In questi giorni D. Bosco alle prove di sua bontà, aggiungeva quelle della sua prudenza e giustizia. Ei non tollerava le mancanze di rispetto a chi era investito di autorità. Avvenne adunque che un assistente, non visto bene dai giovani, fosse da alcuni di questi schernito e che irritato alzasse le mani. Quella violenza aveva suscitato un gran fermento nella Comunità, non assuefatta a tali repressioni. Nei giovani quella sera eravi una viva aspettazione di ciò che avrebbe detto D. Bosco, il quale dopo aver ammonito in privato l'assistente, salì la cattedra. Molto serio in volto ei prese a dire come tutti conoscessero quanto a lui recasse disgusto non solo il sapere che un giovane avesse ricevuta qualche percossa, ma anche che fosse stato ripreso con severità eccessiva. Egli vietare assolutamente simili maniere. Quindi passò ad osservare come certe irriverenze e certi schemi avessero irritato un povero chierico e che da lui non si poteva pretendere, anche se avesse torto, una sopportazione, che doveva essere frutto di virtù quasi eroica. D'altra parte gli atti e le parole di qualche alunno doversi giudicare come una vera insubordinazione, che in altre circostanze non avrebbe potuto rimanere impunita. Tuttavia essere meglio rimediare pacificamente quel disordine. Quindi da una parte non vi siano mai più villanie, dall'altra mai più violenze. - A questo punto sospese il discorso: il suo viso si rischiarò e col suo affabile sorriso ripigliava: - Vorrei per l'affetto che porto a tutti fare anche l'impossibile....
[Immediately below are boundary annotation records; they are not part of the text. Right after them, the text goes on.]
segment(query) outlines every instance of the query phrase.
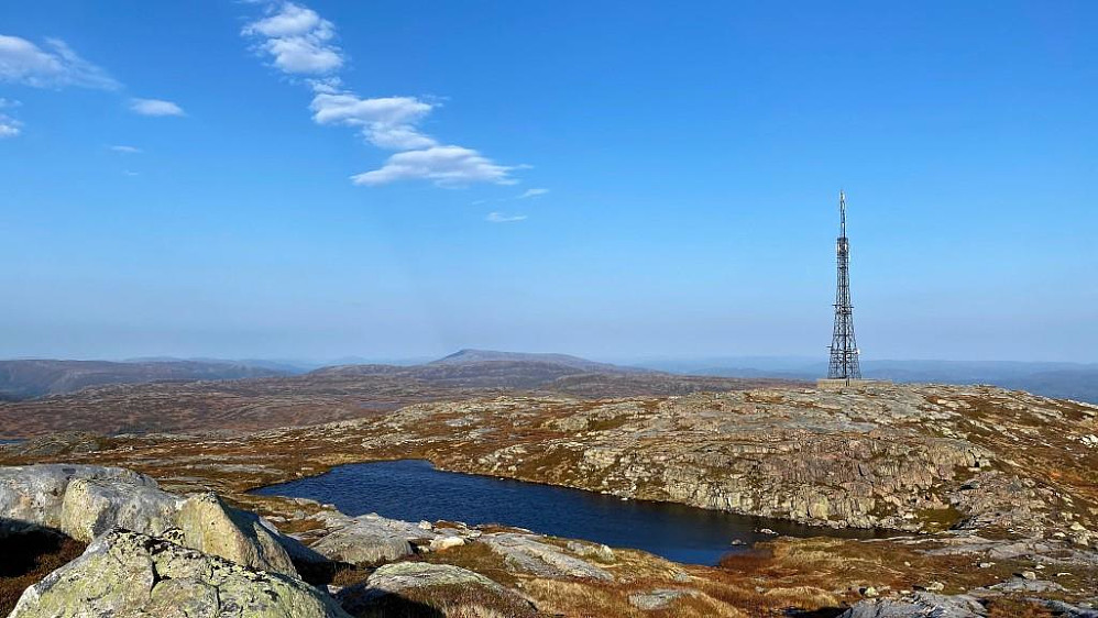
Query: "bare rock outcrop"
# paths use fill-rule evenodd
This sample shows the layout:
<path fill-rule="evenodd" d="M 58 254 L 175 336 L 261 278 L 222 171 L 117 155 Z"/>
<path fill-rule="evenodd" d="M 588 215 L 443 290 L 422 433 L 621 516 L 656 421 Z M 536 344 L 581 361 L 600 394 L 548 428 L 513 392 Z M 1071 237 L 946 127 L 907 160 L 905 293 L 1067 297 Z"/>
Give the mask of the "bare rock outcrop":
<path fill-rule="evenodd" d="M 482 594 L 491 595 L 499 603 L 510 606 L 514 611 L 508 613 L 508 616 L 532 614 L 529 604 L 515 592 L 484 575 L 452 564 L 386 564 L 374 571 L 365 582 L 340 591 L 337 598 L 344 609 L 355 615 L 403 616 L 413 614 L 406 609 L 408 606 L 405 604 L 414 604 L 420 594 L 442 587 L 479 588 Z M 367 614 L 370 611 L 375 614 Z"/>
<path fill-rule="evenodd" d="M 480 541 L 504 558 L 507 564 L 541 577 L 585 577 L 612 581 L 613 575 L 600 566 L 570 555 L 537 534 L 495 532 Z"/>
<path fill-rule="evenodd" d="M 296 576 L 286 539 L 215 494 L 183 498 L 129 470 L 89 465 L 0 467 L 0 526 L 42 527 L 91 541 L 114 528 L 165 537 L 245 566 Z"/>
<path fill-rule="evenodd" d="M 348 618 L 329 597 L 162 539 L 114 530 L 23 592 L 11 618 Z"/>

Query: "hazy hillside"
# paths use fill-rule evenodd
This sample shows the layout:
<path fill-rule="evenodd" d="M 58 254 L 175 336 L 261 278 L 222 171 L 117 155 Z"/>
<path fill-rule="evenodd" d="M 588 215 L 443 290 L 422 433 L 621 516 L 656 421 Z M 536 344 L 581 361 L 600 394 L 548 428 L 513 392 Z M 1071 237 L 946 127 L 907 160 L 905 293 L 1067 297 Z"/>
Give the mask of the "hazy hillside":
<path fill-rule="evenodd" d="M 229 362 L 0 361 L 0 399 L 31 399 L 106 384 L 238 379 L 285 374 L 283 371 Z"/>
<path fill-rule="evenodd" d="M 729 357 L 652 361 L 658 369 L 722 377 L 812 380 L 827 373 L 823 361 L 803 357 Z M 867 378 L 921 384 L 992 384 L 1034 395 L 1098 402 L 1098 365 L 1013 361 L 864 361 Z"/>
<path fill-rule="evenodd" d="M 637 371 L 574 356 L 519 357 L 532 360 L 477 352 L 414 366 L 343 365 L 293 376 L 98 386 L 0 404 L 0 439 L 56 431 L 267 429 L 369 417 L 425 401 L 497 397 L 508 393 L 602 398 L 805 386 L 792 380 Z M 547 357 L 561 362 L 550 362 Z M 603 371 L 591 371 L 594 367 Z"/>
<path fill-rule="evenodd" d="M 647 373 L 652 369 L 596 363 L 569 354 L 531 354 L 526 352 L 497 352 L 494 350 L 461 350 L 428 365 L 472 365 L 480 363 L 542 363 L 570 367 L 589 373 Z"/>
.................... Mi rincresce delle botte che avete prese, ma non ve le posso levare. - A questa conclusione tutti risero, si dissipò quel malumore, e si può dire che: justitia et pax osculatae sunt.
Questo fatto che in sè non ha molto importanza, noi qui lo abbiamo inserito per affermare una volta di più, come queste centinaia di testimonii della vita di D. Bosco fossero svegliati, arditi, non sofferenti di soprusi, compresi del rispetto che loro era dovuto. All'Oratorio non potea esservi altro mezzo di governo, che una parola dominante che persuadesse.
Intanto a Mirabello sorgeva il vasto edifizio ad uso collegio convitto, o piccolo Seminario per la Diocesi di Casale, che D. Bosco aveva designato. Nell'autunno del 1862 si eran incominciati a fare gli scavi e gettare le prime fondamenta: e nel marzo di quest'anno il capo mastro Giosuè Buzzetti metteva mano ad erigere le mura per terminare le costruzioni nel mese di agosto. La spesa doveva ammontare a più di 100,000 lire. Ma D. Bosco si era abbandonato nelle braccia della divina Provvidenza. A qualche spesa provvedeva la famiglia Provera, mentre con generose elemosine la Contessa Callori gli veniva in aiuto.
 D. Bosco, che era stato da quelle parti, scendeva in Asti a perorare la causa dei giovanetti e chierici dell'Oratorio, appartenenti a quella diocesi, presso Mons. Sossi Vicario generale Capitolate, al quale poi scriveva:
 
Carissimo Sig. Vicario,
 
Desiderava di poter in quel giorno parlare con V. S. Car.ma, ma la coincidenza di dover Ella venire a Torino, nel punto stesso del mio arrivo, me l'ha impedito in gran parte. Sono eziandio passato più volte per parlare al Sig. Teol. Magnone, ma non ho avuto il piacere di trovarlo in casa, laonde Le comunico qui per iscritto quanto è più essenziale, riguardo ai nostri interessi.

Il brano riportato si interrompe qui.